La mujer alemana volvió del servicio y lo miró. Ella sí que ha mordido el anzuelo, pensó él. Ingrid llamó al camarero y le pidió un ouzo.
—Espero que sepas lo que haces —dijo él.
Ella no contestó.
Él miró a la mujer alemana y sus miradas se cruzaron. Se echó vino blanco en la copa.
El camarero llegó con el ouzo.
Ahora le toca ir primero a ella al servicio, pensó él.
—¿No quieres bailar? —le preguntó Ingrid.
—¿Y estropearte la diversión? —dijo él.
—Vaya por Dios, ¿quieres que nos vayamos?
—No, ¿por qué? Yo estoy muy bien.
—No te oigo.
—Estoy muy bien.
—Me alegro. Salud.
Me ha besado, pensó él. La miró, ella estaba hablando con su marido; él le sonreía mientras le hablaba.
Ella lo engaña, pensó.
—Entonces tendré que bailar sola —dijo Ingrid.
—¿Sola?
Ella se levantó y se colocó entre dos griegos, no los de antes, sino uno de su misma edad y otro mayor. La siguió con la mirada durante un rato, sin ver nada que pudiera justificar sus pensamientos, luego miró a la mujer alemana, hasta que sus miradas se cruzaron. Ella le hizo un movimiento con la cabeza que él no supo interpretar. Luego se levantó y se acercó a él.
—
Cehen wír mal spazíeren?
—dijo.
Él no entendió.
—
You speak English?
—
Yes?
—
You take me with you for a walk?
—
Yes, no, my wife…
—
You are not free?
—
No, my wife…
—
I see. Why did you kiss me then?
—
I…
—Notó que se estaba ruborizando, no sabía qué decir.
—
I see
—dijo ella, y se fue.
Él dio un trago. No sabía dónde mirar. Dio otro trago. Miró el mantel blanco lleno de manchas.
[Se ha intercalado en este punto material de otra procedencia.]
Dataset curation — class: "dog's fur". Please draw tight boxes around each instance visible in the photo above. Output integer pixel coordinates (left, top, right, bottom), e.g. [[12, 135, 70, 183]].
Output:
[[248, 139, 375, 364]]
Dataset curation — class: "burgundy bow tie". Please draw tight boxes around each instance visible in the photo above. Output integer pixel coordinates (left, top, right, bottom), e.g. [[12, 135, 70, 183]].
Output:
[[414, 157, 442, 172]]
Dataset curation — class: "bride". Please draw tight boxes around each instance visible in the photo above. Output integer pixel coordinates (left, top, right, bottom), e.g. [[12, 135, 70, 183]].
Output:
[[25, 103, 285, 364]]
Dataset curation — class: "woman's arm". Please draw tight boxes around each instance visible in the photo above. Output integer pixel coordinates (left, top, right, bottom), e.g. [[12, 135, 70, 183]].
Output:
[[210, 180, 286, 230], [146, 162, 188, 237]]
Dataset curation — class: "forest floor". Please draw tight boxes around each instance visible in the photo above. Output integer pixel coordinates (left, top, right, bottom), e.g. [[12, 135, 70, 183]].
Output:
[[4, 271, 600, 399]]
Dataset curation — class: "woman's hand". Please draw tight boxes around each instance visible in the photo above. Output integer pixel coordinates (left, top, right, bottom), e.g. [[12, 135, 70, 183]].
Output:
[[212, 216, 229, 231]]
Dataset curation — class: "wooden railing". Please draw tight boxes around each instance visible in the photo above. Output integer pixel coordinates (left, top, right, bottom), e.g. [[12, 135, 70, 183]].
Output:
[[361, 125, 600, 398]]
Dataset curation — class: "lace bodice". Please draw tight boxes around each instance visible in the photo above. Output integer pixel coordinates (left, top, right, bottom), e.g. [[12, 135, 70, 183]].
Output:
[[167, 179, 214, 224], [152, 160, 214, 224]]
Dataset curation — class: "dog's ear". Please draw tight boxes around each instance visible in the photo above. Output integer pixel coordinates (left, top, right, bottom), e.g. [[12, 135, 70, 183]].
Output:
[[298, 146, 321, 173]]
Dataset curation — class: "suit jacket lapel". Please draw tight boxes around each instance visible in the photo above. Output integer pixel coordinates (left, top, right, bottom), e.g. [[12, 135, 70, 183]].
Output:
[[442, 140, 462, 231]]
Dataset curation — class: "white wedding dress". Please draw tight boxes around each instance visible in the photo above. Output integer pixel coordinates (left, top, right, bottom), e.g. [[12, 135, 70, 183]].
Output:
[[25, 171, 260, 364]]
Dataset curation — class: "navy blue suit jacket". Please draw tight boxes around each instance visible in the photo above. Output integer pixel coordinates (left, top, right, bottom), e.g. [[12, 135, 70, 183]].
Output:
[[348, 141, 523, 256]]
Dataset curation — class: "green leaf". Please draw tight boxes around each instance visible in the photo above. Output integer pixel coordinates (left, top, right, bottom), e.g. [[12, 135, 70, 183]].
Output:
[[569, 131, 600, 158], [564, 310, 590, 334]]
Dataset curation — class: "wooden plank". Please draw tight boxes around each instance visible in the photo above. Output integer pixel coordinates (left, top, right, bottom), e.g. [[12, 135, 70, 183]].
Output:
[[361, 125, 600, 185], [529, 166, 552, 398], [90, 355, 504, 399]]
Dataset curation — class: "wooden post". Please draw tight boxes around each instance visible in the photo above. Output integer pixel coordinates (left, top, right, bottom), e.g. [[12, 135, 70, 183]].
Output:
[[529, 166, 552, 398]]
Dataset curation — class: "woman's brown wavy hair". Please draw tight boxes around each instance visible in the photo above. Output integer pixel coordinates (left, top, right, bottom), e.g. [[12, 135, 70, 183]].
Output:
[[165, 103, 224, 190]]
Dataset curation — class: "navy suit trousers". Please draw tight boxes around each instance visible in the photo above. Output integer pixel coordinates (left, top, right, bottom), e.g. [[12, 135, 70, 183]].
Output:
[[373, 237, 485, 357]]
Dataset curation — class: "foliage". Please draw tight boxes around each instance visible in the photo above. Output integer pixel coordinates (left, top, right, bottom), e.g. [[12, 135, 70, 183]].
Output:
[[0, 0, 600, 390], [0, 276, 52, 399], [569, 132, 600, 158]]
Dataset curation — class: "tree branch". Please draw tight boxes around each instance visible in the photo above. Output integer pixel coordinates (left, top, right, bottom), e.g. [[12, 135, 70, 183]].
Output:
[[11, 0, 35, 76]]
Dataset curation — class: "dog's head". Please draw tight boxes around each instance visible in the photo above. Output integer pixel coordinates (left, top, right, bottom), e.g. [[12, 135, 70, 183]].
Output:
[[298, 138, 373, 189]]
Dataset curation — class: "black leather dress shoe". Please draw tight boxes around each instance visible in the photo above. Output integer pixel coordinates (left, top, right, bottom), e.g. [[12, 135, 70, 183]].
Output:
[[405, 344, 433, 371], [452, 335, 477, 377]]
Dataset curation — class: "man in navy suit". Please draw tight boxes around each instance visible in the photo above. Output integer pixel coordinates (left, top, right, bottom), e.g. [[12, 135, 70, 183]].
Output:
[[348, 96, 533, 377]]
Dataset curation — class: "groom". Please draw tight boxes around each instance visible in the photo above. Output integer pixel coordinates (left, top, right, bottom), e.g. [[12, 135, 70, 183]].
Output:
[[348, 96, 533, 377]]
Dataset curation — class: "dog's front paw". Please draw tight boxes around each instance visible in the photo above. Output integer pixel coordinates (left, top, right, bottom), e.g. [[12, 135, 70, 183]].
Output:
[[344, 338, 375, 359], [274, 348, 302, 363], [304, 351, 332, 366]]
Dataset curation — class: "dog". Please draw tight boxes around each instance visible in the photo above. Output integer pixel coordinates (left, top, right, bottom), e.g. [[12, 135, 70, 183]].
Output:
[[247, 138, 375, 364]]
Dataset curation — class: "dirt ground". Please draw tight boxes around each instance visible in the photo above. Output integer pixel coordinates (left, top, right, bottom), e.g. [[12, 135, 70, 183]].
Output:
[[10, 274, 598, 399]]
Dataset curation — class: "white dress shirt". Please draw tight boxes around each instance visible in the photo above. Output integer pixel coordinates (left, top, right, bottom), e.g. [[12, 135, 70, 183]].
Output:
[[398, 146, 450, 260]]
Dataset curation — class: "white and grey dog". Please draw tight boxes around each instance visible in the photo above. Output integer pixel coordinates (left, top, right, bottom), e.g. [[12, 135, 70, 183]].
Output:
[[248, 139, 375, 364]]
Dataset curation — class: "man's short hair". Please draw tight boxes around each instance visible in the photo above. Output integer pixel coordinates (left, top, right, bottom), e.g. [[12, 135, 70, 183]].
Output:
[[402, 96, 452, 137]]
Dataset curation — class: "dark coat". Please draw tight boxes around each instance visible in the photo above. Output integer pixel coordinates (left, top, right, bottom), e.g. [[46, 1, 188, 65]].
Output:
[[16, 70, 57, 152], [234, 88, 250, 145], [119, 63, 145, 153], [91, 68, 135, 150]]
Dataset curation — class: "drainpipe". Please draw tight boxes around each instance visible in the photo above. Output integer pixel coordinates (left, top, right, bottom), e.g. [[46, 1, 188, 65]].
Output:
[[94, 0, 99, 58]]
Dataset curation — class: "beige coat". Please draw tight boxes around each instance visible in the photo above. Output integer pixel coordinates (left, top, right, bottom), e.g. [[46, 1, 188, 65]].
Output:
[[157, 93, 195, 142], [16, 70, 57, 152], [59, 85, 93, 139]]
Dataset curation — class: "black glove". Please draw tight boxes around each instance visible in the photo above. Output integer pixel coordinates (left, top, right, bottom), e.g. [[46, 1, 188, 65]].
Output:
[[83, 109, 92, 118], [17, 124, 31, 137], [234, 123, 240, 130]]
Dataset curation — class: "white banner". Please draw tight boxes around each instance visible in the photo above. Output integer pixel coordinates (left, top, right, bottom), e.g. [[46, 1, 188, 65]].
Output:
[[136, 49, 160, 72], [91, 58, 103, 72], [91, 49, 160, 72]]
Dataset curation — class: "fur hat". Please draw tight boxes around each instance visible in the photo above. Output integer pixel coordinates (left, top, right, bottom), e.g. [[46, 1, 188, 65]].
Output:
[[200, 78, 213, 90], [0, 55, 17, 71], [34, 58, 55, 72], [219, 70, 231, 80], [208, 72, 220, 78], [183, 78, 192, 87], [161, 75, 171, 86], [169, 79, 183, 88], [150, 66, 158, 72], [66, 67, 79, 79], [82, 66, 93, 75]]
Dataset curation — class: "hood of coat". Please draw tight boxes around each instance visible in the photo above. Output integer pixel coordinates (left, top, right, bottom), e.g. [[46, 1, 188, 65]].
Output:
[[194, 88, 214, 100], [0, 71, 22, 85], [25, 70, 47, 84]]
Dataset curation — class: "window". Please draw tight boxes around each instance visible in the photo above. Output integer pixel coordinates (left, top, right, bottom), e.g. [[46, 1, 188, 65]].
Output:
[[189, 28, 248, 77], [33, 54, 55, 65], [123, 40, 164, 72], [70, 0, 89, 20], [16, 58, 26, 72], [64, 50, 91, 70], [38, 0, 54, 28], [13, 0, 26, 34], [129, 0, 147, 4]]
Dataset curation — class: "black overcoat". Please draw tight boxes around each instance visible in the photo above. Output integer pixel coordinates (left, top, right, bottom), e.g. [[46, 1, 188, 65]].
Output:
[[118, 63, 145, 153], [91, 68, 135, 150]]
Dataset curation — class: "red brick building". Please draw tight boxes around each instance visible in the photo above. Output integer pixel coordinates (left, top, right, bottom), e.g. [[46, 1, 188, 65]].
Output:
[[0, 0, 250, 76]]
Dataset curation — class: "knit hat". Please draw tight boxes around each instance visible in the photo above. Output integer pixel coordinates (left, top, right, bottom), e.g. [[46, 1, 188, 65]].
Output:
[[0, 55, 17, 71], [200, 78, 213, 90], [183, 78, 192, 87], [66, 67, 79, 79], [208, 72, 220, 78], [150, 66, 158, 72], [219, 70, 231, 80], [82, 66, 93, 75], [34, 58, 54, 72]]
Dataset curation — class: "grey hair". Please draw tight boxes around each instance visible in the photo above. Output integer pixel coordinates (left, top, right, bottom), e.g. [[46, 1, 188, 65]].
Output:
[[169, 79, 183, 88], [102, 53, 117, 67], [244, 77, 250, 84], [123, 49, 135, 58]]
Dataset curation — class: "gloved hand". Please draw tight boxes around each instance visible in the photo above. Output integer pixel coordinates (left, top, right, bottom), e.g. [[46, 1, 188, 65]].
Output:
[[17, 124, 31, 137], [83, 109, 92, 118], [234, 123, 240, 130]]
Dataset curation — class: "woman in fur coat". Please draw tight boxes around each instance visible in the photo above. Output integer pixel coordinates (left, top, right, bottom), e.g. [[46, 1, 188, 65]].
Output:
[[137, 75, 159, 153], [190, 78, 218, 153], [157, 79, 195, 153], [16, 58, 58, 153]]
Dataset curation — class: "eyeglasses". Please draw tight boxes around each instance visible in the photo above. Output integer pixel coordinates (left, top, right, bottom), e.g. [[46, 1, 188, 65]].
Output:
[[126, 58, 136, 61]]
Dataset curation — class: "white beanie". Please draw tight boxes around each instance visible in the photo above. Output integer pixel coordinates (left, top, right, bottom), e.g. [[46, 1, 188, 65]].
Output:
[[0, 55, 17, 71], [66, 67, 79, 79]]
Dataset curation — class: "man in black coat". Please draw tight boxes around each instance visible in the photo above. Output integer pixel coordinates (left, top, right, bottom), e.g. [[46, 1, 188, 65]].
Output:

Encendió un cigarrillo, y se puso a mirar a los que bailaban, sin ver. Si no viene me iré, pensó. Vació la copa y la llenó de nuevo. Si no ha llegado cuando me haya acabado esta copa, me iré.
Entonces llegó ella.
—¿Qué quería? —preguntó.
—No la entendí.
Ella lo miraba y él se dio cuenta aunque no la estaba mirando.
Ella no dijo nada más.
—Quisiera irme ya —dijo él.
—¿Sí?
—Es decir, si te es posible abandonar a todos tus admiradores.
—Oh, Dios.
—Aunque no pasa nada si me voy solo.
—Por supuesto que no.
—No creo que te cueste nada encontrar a alguien que te acompañe al hotel.
—Claro que no, y, por cierto, soy perfectamente capaz de encontrar el camino sola.